Produced over 250 musicals and plays since 1990 and Directed over 100 in that time. Notable productions include "Floyd Collins" (1st non Tina Landau-directed Production), "Reefer Madness" (1st production outside of LA/NYC), "The Fix" (First production outside London {Donmar Warehouse} and Wash. DC {Signature Theatre} ). Recipient of the Northern Ohio Live Award of Achievement in Theatre for 2006.

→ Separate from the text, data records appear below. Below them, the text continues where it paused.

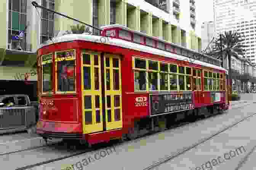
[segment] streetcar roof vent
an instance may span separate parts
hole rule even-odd
[[[198,60],[216,65],[219,65],[221,62],[220,60],[203,54],[184,46],[169,42],[163,39],[162,37],[150,36],[144,33],[145,31],[134,30],[122,25],[105,25],[101,27],[101,28],[103,30],[101,34],[102,36],[114,37],[182,55],[187,56],[189,58],[194,58],[195,56],[200,56],[200,58],[202,58]],[[196,60],[198,60],[196,58],[196,56],[195,58]]]

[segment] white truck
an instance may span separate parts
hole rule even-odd
[[[26,130],[30,133],[38,119],[39,107],[26,94],[0,95],[0,134]]]

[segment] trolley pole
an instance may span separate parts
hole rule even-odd
[[[220,34],[220,40],[221,41],[221,58],[222,59],[222,62],[221,62],[221,67],[224,67],[223,63],[224,62],[224,60],[223,58],[223,54],[222,53],[222,38],[221,34]]]
[[[61,13],[58,13],[57,12],[55,11],[54,11],[53,10],[50,9],[48,9],[48,8],[45,8],[45,7],[43,7],[43,6],[39,5],[38,5],[38,3],[37,3],[37,2],[36,2],[35,1],[33,1],[32,2],[31,2],[31,3],[32,4],[32,5],[33,6],[35,6],[35,8],[37,8],[38,7],[38,8],[42,8],[42,9],[45,9],[46,11],[49,11],[50,12],[51,12],[52,13],[54,13],[54,14],[58,14],[58,15],[59,15],[61,16],[63,16],[64,17],[66,17],[66,18],[68,18],[69,19],[72,19],[72,20],[74,20],[74,21],[77,21],[77,22],[79,22],[80,23],[84,24],[86,26],[91,27],[91,28],[93,28],[94,29],[96,29],[96,30],[99,30],[100,31],[100,33],[101,33],[101,31],[103,31],[103,30],[102,30],[101,29],[99,28],[95,27],[94,27],[93,25],[91,25],[88,24],[86,24],[86,23],[85,23],[83,22],[80,21],[78,20],[78,19],[75,19],[75,18],[72,18],[72,17],[70,17],[68,16],[67,16],[66,15],[65,15],[64,14],[61,14]]]

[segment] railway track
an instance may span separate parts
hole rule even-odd
[[[238,105],[238,104],[236,104],[235,105],[233,105],[233,107],[232,107],[232,109],[230,109],[230,110],[233,110],[233,109],[242,109],[242,108],[243,108],[245,107],[246,107],[246,106],[248,106],[249,105],[251,105],[251,104],[253,104],[253,103],[252,102],[251,103],[248,103],[248,104],[246,104],[243,105],[242,105],[242,106],[238,106],[238,107],[236,107],[235,105]],[[225,114],[225,113],[224,114]],[[210,137],[208,137],[206,138],[205,139],[202,139],[202,140],[200,140],[199,141],[199,142],[197,142],[196,143],[194,144],[193,145],[191,145],[191,146],[190,146],[189,147],[186,147],[185,148],[183,148],[182,149],[181,149],[181,150],[180,150],[178,152],[175,154],[173,154],[172,155],[170,155],[169,156],[168,156],[168,157],[165,157],[165,158],[163,158],[161,161],[159,161],[159,162],[157,162],[155,164],[152,164],[152,165],[151,165],[150,166],[149,166],[149,167],[145,167],[143,169],[143,170],[147,170],[152,169],[154,168],[155,168],[155,167],[157,167],[157,166],[160,165],[161,164],[163,164],[163,163],[165,162],[167,162],[167,161],[168,161],[175,157],[177,157],[177,156],[178,156],[179,155],[181,155],[181,154],[182,154],[182,153],[184,153],[186,151],[188,151],[188,150],[190,150],[190,149],[191,149],[192,148],[194,148],[195,147],[197,146],[200,144],[201,143],[202,143],[203,142],[205,142],[206,141],[207,141],[207,140],[208,140],[209,139],[210,139],[211,138],[212,138],[214,136],[217,135],[218,134],[221,133],[222,132],[224,132],[224,131],[227,130],[227,129],[228,129],[229,128],[230,128],[234,126],[236,124],[237,124],[239,123],[240,122],[241,122],[242,121],[244,121],[246,119],[247,119],[249,118],[250,117],[254,116],[255,114],[256,114],[256,113],[253,113],[253,114],[251,114],[251,115],[250,115],[248,116],[246,116],[245,118],[244,118],[242,120],[240,120],[240,121],[238,121],[236,122],[235,123],[232,124],[231,125],[230,125],[230,126],[228,126],[228,127],[224,128],[224,129],[222,129],[221,130],[218,131],[217,133],[216,133],[214,134],[213,134],[212,135],[211,135]],[[218,115],[220,115],[220,114],[215,115],[213,115],[213,116],[211,116],[211,117],[214,117],[217,116]],[[210,117],[209,117],[209,118],[208,118],[207,119],[210,118],[211,118]],[[203,120],[204,120],[204,119],[200,119],[200,120],[197,120],[197,121],[203,121]],[[183,123],[180,123],[179,124],[177,124],[176,125],[175,125],[174,126],[171,127],[170,129],[172,129],[172,128],[178,128],[178,127],[179,127],[182,126],[184,126],[184,125],[185,125],[186,124],[189,124],[189,123],[189,123],[189,122],[183,122]],[[142,138],[142,137],[143,137],[144,136],[146,136],[146,135],[144,135],[138,138]],[[54,145],[54,144],[52,144],[51,145]],[[116,146],[117,146],[119,145],[120,145],[120,144],[117,144],[116,143],[112,143],[112,142],[109,143],[107,143],[107,144],[102,144],[102,145],[100,145],[100,144],[98,145],[95,146],[95,147],[93,147],[93,148],[87,148],[85,150],[83,151],[82,151],[78,152],[77,153],[75,153],[73,154],[70,154],[69,155],[67,155],[67,156],[66,156],[60,157],[58,157],[58,158],[56,158],[56,159],[50,159],[50,160],[49,160],[48,161],[43,161],[43,162],[37,163],[36,163],[36,164],[34,164],[26,166],[25,166],[25,167],[20,167],[20,168],[16,168],[16,170],[27,170],[27,169],[30,169],[30,168],[32,169],[33,168],[34,168],[34,167],[38,167],[38,166],[46,164],[48,164],[48,163],[51,163],[51,162],[55,162],[55,161],[58,161],[62,160],[64,159],[67,159],[67,158],[71,158],[72,157],[78,156],[79,156],[80,155],[81,155],[81,154],[85,154],[85,153],[90,153],[90,152],[93,152],[94,151],[95,151],[95,150],[97,150],[102,149],[103,149],[103,148],[106,148],[106,147],[111,146],[113,145],[116,145]],[[48,147],[48,146],[45,146],[44,147]],[[35,148],[31,149],[31,150],[34,149]],[[26,150],[29,150],[29,149]],[[19,151],[15,152],[15,153],[18,153],[18,152],[19,152],[19,151],[21,152],[21,151]]]

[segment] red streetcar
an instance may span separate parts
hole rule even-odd
[[[228,109],[219,60],[192,61],[200,54],[122,26],[57,37],[37,52],[37,132],[45,139],[134,139]]]

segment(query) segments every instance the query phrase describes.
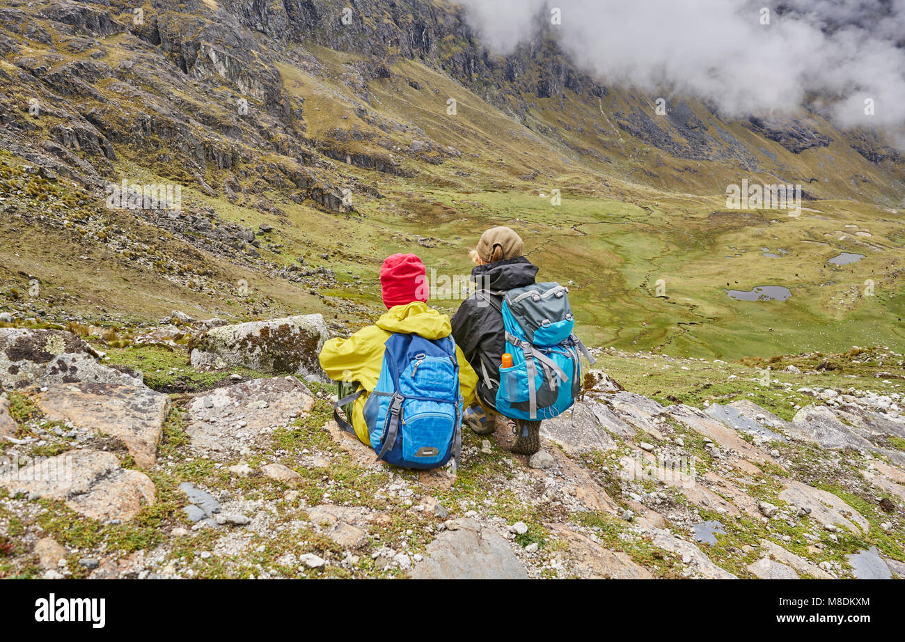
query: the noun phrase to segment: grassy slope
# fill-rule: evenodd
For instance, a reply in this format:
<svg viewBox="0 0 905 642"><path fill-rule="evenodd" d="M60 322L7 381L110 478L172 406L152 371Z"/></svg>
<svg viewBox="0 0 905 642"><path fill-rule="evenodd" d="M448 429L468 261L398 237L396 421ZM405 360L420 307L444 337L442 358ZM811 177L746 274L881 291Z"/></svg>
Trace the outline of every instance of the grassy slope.
<svg viewBox="0 0 905 642"><path fill-rule="evenodd" d="M114 38L106 44L119 52ZM413 61L395 62L391 79L368 82L371 101L366 104L347 84L347 64L357 56L316 46L310 50L320 65L317 73L280 65L287 91L304 101L306 135L326 143L337 139L338 129L356 132L352 139L342 141L344 150L382 158L392 154L413 177L328 163L326 171L336 184L353 190L357 212L352 216L295 204L275 190L263 195L285 216L186 188L187 202L212 206L224 220L255 228L261 223L273 225L265 240L281 247L272 252L265 244L262 254L267 260L290 265L300 256L306 267L329 267L347 283L327 292L325 302L303 288L222 258L188 253L214 270L227 290L244 279L254 296L272 299L270 313L336 308L334 314L354 326L362 316L372 317L381 309L376 273L384 256L414 251L439 275L464 276L471 269L467 251L477 236L491 225L503 224L523 235L529 258L541 267L541 278L569 283L579 328L589 343L724 358L843 350L853 343L885 344L899 350L905 346L900 323L905 311L902 224L894 210L853 201L819 201L806 204L799 218L785 212L726 212L721 196L689 192L719 194L721 186L738 179L740 170L732 162L670 160L617 130L606 117L637 107L643 97L614 91L600 104L571 93L562 101L535 100L529 124L557 126L555 139L544 138L445 75ZM457 101L456 115L446 111L448 97ZM364 107L367 116L357 115L356 107ZM376 126L381 122L385 127ZM754 137L736 125L731 133L748 140ZM462 155L445 158L439 165L416 160L405 149L417 139L455 147ZM846 172L877 178L869 164L838 141L800 155L757 141L776 155L789 177L825 168L833 152L833 163L844 164ZM582 149L603 150L606 159ZM120 175L138 182L157 179L142 168L140 158L133 157L120 154ZM655 178L650 176L652 168ZM642 170L644 177L639 175ZM212 183L219 178L208 177ZM646 186L640 184L642 179ZM657 189L660 184L662 189ZM369 195L363 186L380 196ZM550 202L554 188L561 190L558 206ZM99 214L113 217L110 212ZM140 222L123 224L141 228ZM64 310L107 310L132 319L158 318L176 307L240 318L268 313L260 306L235 306L234 297L224 296L223 289L205 294L183 287L107 255L105 248L80 244L71 235L22 231L9 220L3 225L5 251L0 267L7 287L21 289L24 277L18 273L24 272L38 275L49 288L78 291L76 302L61 305ZM175 254L187 252L169 235L160 236ZM420 236L433 240L423 246ZM769 258L761 247L788 254ZM841 251L866 258L842 268L827 265L826 260ZM82 260L82 255L91 258ZM62 264L71 267L61 270ZM358 277L354 284L353 277ZM661 279L665 297L655 296ZM874 283L874 296L863 294L868 279ZM793 296L785 302L743 302L725 292L765 284L786 285ZM450 311L457 306L455 300L435 302Z"/></svg>

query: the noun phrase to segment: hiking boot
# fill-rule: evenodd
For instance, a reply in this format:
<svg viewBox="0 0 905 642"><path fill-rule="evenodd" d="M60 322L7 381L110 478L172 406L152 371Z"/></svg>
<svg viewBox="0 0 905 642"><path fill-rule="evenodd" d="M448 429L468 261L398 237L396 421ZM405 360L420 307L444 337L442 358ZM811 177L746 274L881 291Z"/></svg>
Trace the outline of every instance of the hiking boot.
<svg viewBox="0 0 905 642"><path fill-rule="evenodd" d="M483 409L475 404L465 409L462 421L472 429L475 435L491 435L496 429L496 422L492 416L488 417Z"/></svg>
<svg viewBox="0 0 905 642"><path fill-rule="evenodd" d="M510 419L510 421L512 421ZM540 422L516 419L512 421L515 441L510 448L516 455L534 455L540 450Z"/></svg>

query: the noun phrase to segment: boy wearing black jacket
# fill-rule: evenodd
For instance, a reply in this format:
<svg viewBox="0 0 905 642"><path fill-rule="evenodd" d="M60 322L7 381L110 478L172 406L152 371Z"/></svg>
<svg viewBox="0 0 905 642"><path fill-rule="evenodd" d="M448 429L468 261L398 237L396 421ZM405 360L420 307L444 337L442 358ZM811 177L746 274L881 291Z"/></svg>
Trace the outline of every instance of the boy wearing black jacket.
<svg viewBox="0 0 905 642"><path fill-rule="evenodd" d="M525 245L514 231L505 226L484 232L472 251L477 264L472 281L477 292L462 302L453 315L452 337L475 372L478 400L465 411L464 423L478 435L490 435L495 427L500 364L506 345L506 330L500 311L503 294L513 288L534 283L538 273L522 254ZM515 434L512 452L534 455L540 449L540 422L502 417Z"/></svg>

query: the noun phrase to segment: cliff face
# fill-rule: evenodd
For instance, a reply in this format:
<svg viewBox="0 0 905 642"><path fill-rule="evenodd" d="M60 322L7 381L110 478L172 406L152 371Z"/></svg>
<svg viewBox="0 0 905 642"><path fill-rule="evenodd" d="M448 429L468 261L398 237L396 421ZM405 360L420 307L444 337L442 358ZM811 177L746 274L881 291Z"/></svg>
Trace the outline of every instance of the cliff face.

Other musicals include "Urinetown", "Parade", "Kiss of the Spider Woman", "Tommy", Miss Saigon", "The Full Monty", "Eating Raoul", "A Man of No Importance", and one of the first professional American productions of "Moby Dick, the Musical" revised by Russell Ochocki. He also recently directed productions of “Matilda” and “American Idiot". Acting roles at Beck include "Passion" (Dr. Tambouri) Victoria Bussert, Director, "Laughter on the 23rd Floor" (Ira) Carol Dunne, Director, and "Big River" (Young Fool) William Roudebush, Director. Other NE Ohio shows directed include "Noises Off" (Berea Summer Theatre and Weathervane Playhouse) and "Das Barbecu" (Lyric Opera Cleveland) w/ Composer Scott Warrender, Musical Director.